AI Activity 6: Classification, Trust, and Human Judgment

Subscription churn classification dataset

AI activity
Modified

March 31, 2026

A classification model can look impressive and still be untrustworthy. AI can help write code quickly, but AI is not good at deciding which variables should be used, which metric matters most, or whether a workflow would be responsible in a real project. Humans still have to define the question, check the workflow, and justify the final model.

You will use an AI tool as a learning partner to investigate a core data science reality: building a classifier is not enough. A trustworthy classification workflow requires human judgment about leakage, evaluation, reproducibility, and interpretation.

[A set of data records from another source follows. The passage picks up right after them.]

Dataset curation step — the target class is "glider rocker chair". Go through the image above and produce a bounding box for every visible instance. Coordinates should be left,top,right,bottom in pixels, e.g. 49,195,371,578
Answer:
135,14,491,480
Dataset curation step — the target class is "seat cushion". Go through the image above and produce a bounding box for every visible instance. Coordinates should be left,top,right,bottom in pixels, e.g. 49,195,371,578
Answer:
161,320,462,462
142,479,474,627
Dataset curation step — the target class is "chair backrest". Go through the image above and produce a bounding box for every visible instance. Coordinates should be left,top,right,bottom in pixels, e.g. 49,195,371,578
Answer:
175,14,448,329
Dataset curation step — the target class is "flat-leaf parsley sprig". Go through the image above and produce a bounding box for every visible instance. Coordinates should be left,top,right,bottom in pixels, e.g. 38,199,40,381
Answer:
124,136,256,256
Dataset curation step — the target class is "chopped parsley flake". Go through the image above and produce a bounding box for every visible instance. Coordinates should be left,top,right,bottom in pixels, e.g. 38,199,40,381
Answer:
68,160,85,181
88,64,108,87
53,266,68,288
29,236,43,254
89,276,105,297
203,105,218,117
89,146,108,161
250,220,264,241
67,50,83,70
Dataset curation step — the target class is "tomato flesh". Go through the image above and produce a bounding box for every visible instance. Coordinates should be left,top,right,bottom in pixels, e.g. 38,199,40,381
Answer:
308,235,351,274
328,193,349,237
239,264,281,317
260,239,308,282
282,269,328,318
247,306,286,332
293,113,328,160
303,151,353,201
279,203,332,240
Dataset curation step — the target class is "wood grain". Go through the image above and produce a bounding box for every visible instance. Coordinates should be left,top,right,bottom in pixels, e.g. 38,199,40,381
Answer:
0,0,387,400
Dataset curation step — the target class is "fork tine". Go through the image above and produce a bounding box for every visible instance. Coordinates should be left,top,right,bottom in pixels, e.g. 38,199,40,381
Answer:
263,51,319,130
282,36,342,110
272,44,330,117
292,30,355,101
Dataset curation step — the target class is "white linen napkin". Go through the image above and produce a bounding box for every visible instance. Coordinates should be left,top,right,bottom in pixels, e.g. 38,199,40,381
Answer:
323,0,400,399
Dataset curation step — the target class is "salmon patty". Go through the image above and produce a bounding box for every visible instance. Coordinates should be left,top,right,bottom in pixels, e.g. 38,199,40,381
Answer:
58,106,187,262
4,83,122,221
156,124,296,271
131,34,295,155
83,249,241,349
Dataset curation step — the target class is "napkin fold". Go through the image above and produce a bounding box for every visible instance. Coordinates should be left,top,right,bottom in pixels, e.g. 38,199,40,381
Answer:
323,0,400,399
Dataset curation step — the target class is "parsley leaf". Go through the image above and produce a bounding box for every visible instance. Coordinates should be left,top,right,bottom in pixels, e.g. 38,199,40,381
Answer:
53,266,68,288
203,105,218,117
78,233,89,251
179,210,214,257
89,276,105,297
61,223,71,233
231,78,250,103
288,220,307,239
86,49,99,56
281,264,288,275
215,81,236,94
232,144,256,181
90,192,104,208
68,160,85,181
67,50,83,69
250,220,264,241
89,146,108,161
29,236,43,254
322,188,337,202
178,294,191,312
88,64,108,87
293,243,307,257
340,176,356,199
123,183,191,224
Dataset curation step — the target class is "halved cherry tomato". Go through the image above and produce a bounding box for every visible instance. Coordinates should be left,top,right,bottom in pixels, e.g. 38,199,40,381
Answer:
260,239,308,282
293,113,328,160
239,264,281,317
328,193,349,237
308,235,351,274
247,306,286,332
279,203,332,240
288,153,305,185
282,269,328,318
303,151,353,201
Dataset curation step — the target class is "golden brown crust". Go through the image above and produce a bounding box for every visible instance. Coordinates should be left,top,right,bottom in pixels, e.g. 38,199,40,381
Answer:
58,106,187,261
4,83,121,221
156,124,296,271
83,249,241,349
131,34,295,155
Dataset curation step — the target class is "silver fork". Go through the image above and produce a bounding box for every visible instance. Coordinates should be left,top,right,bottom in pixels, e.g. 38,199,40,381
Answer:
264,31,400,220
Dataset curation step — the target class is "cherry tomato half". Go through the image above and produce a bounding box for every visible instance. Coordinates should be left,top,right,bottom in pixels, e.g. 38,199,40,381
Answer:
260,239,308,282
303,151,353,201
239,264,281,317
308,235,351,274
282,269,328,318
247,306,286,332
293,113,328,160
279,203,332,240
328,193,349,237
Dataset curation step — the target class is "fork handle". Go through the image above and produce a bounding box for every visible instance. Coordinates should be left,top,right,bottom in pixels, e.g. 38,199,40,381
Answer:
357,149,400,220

You are graded on how you think, validate, explain, and justify, not on whether AI gives perfect answers.

Goal of this activity

By the end of this activity, your group will do five things:

  1. Define a clear binary classification question.
  2. Use AI to propose a classification workflow.
  3. Audit whether the AI workflow is aligned, trustworthy, and reproducible.
  4. Build and evaluate a classifier using appropriate validation steps.
  5. Explain why human judgment is still essential in a data science project, even when AI generated code is correct.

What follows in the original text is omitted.